Pierwsze reakcje po zamieszkach w RPA. Kaizer Chiefs potępiło bandyckie wybryki swoich kibiców

WP SportoweFakty / Paweł Berek / Piłka nożna
WP SportoweFakty / Paweł Berek / Piłka nożna

Jest reakcja Kaizer Chiefs po sobotnich burdach podczas meczu Pucharu Republiki Południowej Afryki. Klub wydał oświadczenie, w którym potępił bandyckie wybryki swoich kibiców.

W tym artykule dowiesz się o:

Kaizer Chiefs przegrało w półfinale z Free State Stars 0:2, a sfrustrowani fani gospodarzy zdemolowali stadion, wzniecili na nim pożar, pobili też ochroniarkę, która z ciężkimi obrażeniami trafiła do szpitala.

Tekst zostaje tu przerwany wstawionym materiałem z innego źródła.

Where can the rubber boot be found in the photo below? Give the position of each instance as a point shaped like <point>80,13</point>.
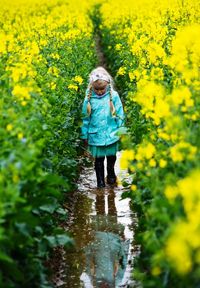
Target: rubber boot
<point>111,177</point>
<point>99,168</point>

"Apelujemy do osób, które były zaangażowane w ten opłakany incydent. Jeśli twierdzą, że są naszymi kibicami, powinny natychmiast zaprzestać chuligańskich wybryków. Nie ma w naszym społeczeństwie miejsca na takie zachowania. Zagrażają one życiu niewinnych ludzi i nie mogą być tolerowane w żadnych okolicznościach. Będziemy w pełni współpracować z policją, by złapać sprawców" - głosi oświadczenie Kaizer Chiefs.

"Rozumiemy pasję, którą mają kibice, a także rozczarowanie, gdy wyniki nie są zgodne z oczekiwaniami. Jednak wyładowywanie frustracji poprzez akty bandytyzmu jest całkowicie nie do przyjęcia" - dodano.